Tittle :
The Professional Man
Author :
Jeon Jung Ri
Rating :
G
Genre :
Killer + Romance
Leght :
Chaptered
Main. cast : J-hope BTS
Bomi A Pink
Song Joong Ki
[Actor]
Other. cast : Jin BTS
Son Dongwoon
BEAST
All member BTS
[Jungkook, Jimin, V, Suga, Rapmon]
방탄소년단
Chapter 2
***
“Jungkook,
bagaimana denganmu?” Jungkook langsung meletakkan sebuah DVD yang dia minta
dari petugas van di Hotel itu.
“Ini
adalah rekaman CCTV yang pada saat kejadian itu terjadi. Seperti yang Ketua
minta, aku sudah melihatnya dahulu” jelas Jungkook.
“Lalu,
apa yang kau temukan?” tanya Ketua Kim.
“Sama.
Semuanya sama. Pelaku itu mengenakan pakaian yang sama, dan kejadiannya pun
tidak ada yang berbeda. Tapi...”
“Tapi
apa?”
“Sepertinya, kita bisa mengenalinya” kata Jungkook.
***
“Tidak bisa
begitu! Ini tidak bisa dibiarkan!” seru Dongwoon, setelah mendengar berita
tentang perusahaan saingannya, yang akan bekerja sama dengan salah satu
desainer terkenal Asia, yaitu Angelina Khan. Padahal, para pegawainya sudah
merencanakan akan bekerja sama dengan Angelina Khan, sebelumnya.
Son Dongwoon,
seorang presdir muda berumur 26 tahun, yang memegang salah satu perusahaan fashion di Korea Selatan, tepatnya di
Cheonan sedang tidak bisa menahan emosinya. Gyeokkho Group, adalah salah satu
perusahaan yang bergerak di bidang fashion.
Dan saingan
terberat Dongwoon adalah Yang Yoseob. Seorang presdir dari Hwanggye Group,
berumur 26 tahun. Dongwoon menyadari sejak lama, bahwa Yoseob memiliki pikiran
yang licik terhadap perusahaannya. Akhir-akhir ini, Gyeokkho Group meju lebih
pesat, dibanding dengan Hwanggye Group. Mungkin sebab itulah Yoseob
merencanakan sesuatu yang licik yang akan membuat Gyeokkho jatuh.
Tapi Dongwoon
cerdas. Dia tahu, hal ini akan terjadi. Sejak awal, perusahaan mereka memang
bersaing ketat. Dan beberapa bulan yang lalu, Hwanggye Group meminta bekerja
sama dengan Gyeokkho Group. Dongwoon merasa aneh dengan perlakuan mereka.

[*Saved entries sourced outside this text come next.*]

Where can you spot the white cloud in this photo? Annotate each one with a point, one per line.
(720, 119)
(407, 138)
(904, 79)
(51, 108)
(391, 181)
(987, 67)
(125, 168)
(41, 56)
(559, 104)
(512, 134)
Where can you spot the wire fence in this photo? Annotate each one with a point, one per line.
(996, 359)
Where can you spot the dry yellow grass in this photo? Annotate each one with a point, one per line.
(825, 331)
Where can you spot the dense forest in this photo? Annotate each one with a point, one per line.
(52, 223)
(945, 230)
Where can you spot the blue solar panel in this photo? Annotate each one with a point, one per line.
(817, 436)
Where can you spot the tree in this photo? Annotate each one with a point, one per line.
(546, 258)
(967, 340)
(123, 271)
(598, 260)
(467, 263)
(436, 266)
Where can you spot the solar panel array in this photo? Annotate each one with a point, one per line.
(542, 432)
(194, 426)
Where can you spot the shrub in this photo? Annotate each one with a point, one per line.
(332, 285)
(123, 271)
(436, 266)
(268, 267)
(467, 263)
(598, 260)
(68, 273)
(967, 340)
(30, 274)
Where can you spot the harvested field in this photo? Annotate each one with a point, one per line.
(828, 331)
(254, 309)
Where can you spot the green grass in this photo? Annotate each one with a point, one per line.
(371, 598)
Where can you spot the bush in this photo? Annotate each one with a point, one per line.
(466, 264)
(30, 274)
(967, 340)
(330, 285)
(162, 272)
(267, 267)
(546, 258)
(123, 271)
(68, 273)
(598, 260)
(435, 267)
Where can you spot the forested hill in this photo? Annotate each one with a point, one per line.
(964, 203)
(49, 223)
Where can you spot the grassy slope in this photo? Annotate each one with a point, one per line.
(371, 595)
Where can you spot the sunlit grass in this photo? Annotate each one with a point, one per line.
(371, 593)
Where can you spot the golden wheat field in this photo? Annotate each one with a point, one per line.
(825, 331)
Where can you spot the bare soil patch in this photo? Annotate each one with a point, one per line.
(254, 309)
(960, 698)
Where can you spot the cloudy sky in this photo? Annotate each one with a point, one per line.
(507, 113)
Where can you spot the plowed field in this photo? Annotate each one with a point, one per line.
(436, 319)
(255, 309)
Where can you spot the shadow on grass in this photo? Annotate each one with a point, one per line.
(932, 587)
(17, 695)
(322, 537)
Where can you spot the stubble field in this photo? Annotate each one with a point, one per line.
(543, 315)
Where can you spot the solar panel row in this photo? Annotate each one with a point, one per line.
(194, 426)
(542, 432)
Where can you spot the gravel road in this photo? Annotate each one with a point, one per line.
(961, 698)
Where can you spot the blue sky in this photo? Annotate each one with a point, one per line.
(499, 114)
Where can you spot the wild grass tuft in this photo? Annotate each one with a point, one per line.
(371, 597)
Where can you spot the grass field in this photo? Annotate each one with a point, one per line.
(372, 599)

Sampai sekarang, Dongwoon belum menyetujui penawaran itu. Dia meminta waktu
untuk memikirkannya.
“Jadi, apa yang
harus kita lakukan, Presdir?” tanya Manager Choi Dong Gun.
“Kita harus
pintar-pintar mengatur strategi sebelum jatuh temponya” jawab Presdir Son.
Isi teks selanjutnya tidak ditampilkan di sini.